Can Bitcoin bulls continue on their way?
Ahura Chalki
Ahura Chalki
Published on: 12.01.2023 13:29 (UTC)
Post reading time: 1.6 min

Investors have become more cautious, and overall digital currencies market is still suffering.

On Wednesday, January 11, FTX said it had recovered $5 billion in cash and cryptocurrencies, which it may sell to repay its creditors. This report helped the crypto market sentiment and can still cause a short-term bull if FTX customers get refunded.

Before this report, the crypto market had a slight positive tendency since the beginning of 2023, while significant cryptocurrencies dropped near a 2-year low towards the end of 2022. However, while many crypto market participants believe that the cryptocurrency winter is nearly over and these levels could be an investment opportunity, we still need more signs to count on. After an almost 65% loss last year and expecting a recession in 2023, this year could be another challenging period for cryptocurrencies.

Bitcoin price was near $16,500 at the start of the last week, ended the week around $17,000, and was trading in a slight uptrend in the H1 and H4 charts. Still, after a report about FTX and its success in recovering $5 billion from its assets, the price jumped above $18,300 overnight. Despite some corrections, still, the trend has maintained its upward movement. So while the 18,400 resistance is the door for higher levels, in reverse, essential support levels sit at $16,900 and then $15,600. 

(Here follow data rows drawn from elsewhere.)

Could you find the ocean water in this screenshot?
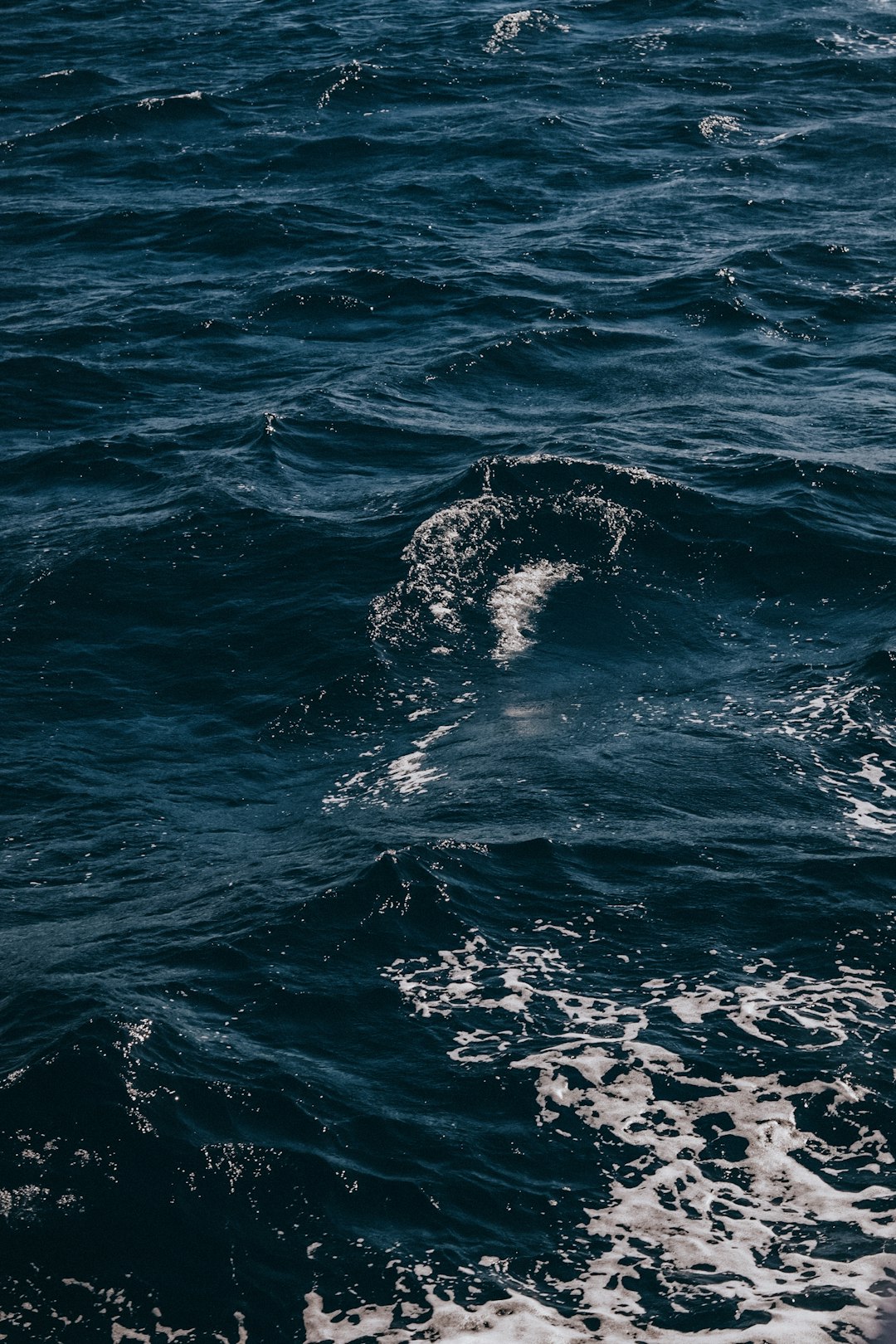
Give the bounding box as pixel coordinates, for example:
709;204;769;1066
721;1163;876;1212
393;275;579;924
0;0;896;1344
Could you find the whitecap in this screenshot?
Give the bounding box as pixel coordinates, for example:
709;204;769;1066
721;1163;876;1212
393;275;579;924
484;9;570;55
489;561;580;663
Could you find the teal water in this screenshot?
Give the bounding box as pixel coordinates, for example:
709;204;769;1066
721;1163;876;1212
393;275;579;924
0;0;896;1344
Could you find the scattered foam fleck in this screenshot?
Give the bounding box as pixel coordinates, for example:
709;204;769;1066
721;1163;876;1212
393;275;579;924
484;9;570;55
489;561;580;663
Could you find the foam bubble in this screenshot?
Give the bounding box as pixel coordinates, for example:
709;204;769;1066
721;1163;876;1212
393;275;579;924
489;561;580;663
365;928;896;1344
371;458;634;659
700;113;743;144
484;9;570;55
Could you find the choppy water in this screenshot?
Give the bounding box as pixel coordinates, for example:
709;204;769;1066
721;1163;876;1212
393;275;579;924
0;0;896;1344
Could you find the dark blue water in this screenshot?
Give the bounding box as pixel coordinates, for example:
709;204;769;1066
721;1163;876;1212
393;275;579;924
0;0;896;1344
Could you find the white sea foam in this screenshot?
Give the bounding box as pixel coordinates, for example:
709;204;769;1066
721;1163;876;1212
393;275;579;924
770;674;896;835
317;61;364;110
484;9;570;55
371;458;634;657
489;561;580;663
305;930;896;1344
700;113;743;144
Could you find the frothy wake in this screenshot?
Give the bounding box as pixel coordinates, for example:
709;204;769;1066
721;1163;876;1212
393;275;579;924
489;561;579;663
305;930;896;1344
484;9;570;56
371;460;635;661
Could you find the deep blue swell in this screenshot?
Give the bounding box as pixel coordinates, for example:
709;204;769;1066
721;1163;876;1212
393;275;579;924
0;0;896;1344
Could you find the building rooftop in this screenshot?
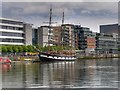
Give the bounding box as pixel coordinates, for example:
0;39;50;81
0;17;23;22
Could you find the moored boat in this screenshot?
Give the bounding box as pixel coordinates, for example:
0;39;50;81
39;53;77;61
0;57;11;63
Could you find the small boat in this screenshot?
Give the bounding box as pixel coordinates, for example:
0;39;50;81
0;57;11;63
39;53;77;61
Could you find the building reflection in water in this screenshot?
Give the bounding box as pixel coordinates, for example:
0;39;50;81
3;59;118;88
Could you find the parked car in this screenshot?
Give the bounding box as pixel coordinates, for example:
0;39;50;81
0;57;11;63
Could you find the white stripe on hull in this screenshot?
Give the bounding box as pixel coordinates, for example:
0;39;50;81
40;55;76;60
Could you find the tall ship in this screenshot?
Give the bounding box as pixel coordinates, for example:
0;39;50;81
38;8;77;61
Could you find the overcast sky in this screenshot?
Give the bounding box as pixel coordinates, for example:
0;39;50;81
2;2;118;32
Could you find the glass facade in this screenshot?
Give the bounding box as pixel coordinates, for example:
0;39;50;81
1;25;23;30
32;29;38;45
0;18;24;45
0;38;24;43
2;32;23;37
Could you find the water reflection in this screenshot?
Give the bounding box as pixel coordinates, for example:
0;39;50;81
2;59;118;88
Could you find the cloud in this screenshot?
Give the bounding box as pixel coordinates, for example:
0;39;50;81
81;10;91;14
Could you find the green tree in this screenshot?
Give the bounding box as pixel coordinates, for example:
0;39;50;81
12;45;19;53
22;45;28;52
17;46;23;52
27;45;33;52
36;45;43;51
43;46;49;52
7;46;13;53
118;48;120;52
0;45;8;52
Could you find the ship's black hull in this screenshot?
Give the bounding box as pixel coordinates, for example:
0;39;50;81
39;53;77;61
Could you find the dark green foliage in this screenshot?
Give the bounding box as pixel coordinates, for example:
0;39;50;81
17;46;23;52
36;45;43;51
27;45;34;52
0;45;8;52
118;48;120;52
7;45;13;53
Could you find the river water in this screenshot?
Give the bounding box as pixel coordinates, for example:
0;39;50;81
0;58;119;88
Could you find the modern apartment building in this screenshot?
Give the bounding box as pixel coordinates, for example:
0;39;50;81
96;33;118;54
38;26;53;47
52;26;62;46
32;27;38;45
100;24;118;34
0;18;32;45
74;25;96;50
61;24;75;47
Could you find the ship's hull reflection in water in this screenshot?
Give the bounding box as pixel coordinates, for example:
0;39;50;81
3;59;118;88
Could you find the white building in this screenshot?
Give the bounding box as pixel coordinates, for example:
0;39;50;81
0;18;32;45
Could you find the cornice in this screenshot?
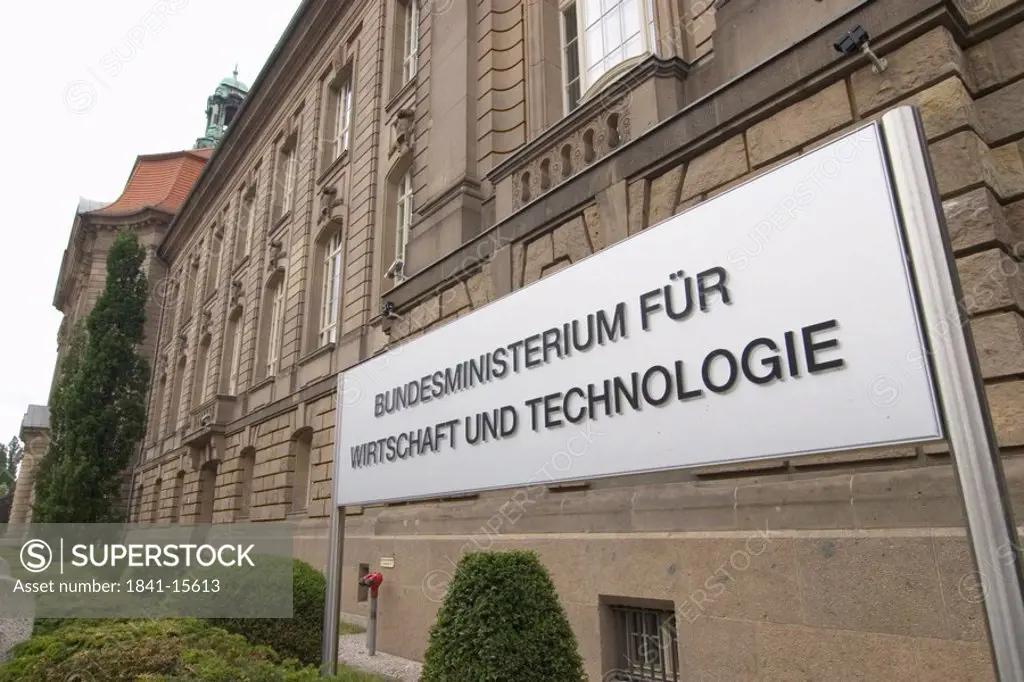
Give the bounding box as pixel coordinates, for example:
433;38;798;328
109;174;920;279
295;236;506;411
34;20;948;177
159;0;352;261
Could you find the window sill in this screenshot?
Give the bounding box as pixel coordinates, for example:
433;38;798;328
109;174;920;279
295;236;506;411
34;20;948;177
269;209;292;235
316;150;348;184
384;77;419;116
231;253;249;279
246;374;278;393
299;341;338;367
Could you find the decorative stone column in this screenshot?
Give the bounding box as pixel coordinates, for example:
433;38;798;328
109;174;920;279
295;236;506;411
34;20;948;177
0;558;36;664
9;404;50;532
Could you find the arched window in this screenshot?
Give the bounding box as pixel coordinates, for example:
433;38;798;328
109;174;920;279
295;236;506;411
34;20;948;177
220;307;245;395
260;272;285;378
196;462;217;523
381;154;414;285
193;334;210;407
171;471;185;523
289;429;313;512
148;478;164;523
131;483;145;523
562;0;657;112
167;355;188;433
238;447;256;518
319;229;342;346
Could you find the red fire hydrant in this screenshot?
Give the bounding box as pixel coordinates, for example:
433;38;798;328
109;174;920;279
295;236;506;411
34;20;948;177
359;572;384;656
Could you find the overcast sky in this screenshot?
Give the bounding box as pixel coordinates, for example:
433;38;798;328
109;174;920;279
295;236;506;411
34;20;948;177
0;0;300;442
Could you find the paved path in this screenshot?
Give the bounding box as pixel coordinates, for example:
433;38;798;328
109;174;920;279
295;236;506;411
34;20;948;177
338;633;423;682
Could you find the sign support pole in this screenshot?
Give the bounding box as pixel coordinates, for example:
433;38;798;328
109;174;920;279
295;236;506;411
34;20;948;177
321;393;345;677
882;106;1024;682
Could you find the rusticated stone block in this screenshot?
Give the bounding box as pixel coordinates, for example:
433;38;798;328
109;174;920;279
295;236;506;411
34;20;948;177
899;76;984;139
746;82;853;167
797;536;946;638
679;135;749;202
522;232;555;287
971;311;1024;379
552;216;591;263
978;81;1024;143
649;166;683;225
985;381;1024;447
851;27;971;117
930;131;1024;197
914;639;995;682
942;187;1014;251
597;180;629;246
440;282;469;317
629;178;649;235
583;205;610;252
967;24;1024;90
466;267;494;308
956;249;1024;315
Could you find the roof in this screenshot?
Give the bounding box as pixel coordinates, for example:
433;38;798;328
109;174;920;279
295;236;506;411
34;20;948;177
22;404;50;429
78;197;111;213
88;148;213;216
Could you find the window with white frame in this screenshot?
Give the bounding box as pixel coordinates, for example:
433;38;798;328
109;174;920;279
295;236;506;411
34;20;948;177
319;230;342;346
401;0;420;85
234;182;257;260
394;168;413;282
226;310;243;395
562;0;656;112
324;75;352;166
266;279;285;377
273;135;299;223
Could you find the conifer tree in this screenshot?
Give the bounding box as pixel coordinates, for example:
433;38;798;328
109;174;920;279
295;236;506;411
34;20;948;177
33;231;150;523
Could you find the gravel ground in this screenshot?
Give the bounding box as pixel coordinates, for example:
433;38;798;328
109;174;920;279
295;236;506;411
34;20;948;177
338;633;423;682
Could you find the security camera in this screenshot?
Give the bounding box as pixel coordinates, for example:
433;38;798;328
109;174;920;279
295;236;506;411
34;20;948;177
384;258;406;280
834;26;870;56
833;24;889;74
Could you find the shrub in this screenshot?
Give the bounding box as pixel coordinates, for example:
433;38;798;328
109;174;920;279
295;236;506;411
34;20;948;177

We can see almost the same movements in Ethereum, Ripple, Cardano, and other leading coins. Ethereum price rose from $1,190 to nearly $1,280 at the beginning of this week. A slight uptrend this week continued, and after the FTX report, ETH also jumped above $1,400 in overnight trading. Ethereum supports sit at $1,250 and then $1050; its resistance could be around $1,650.

Considering overall risky market conditions and fears of a possible recession, and while global cryptocurrency market capitalization is dropping from $2.3 trillion at the start of 2022 to $830 billion at the being of 2023, we can say that investors became more cautious and overall digital currencies' market can still suffer from being able to gain back the trusts.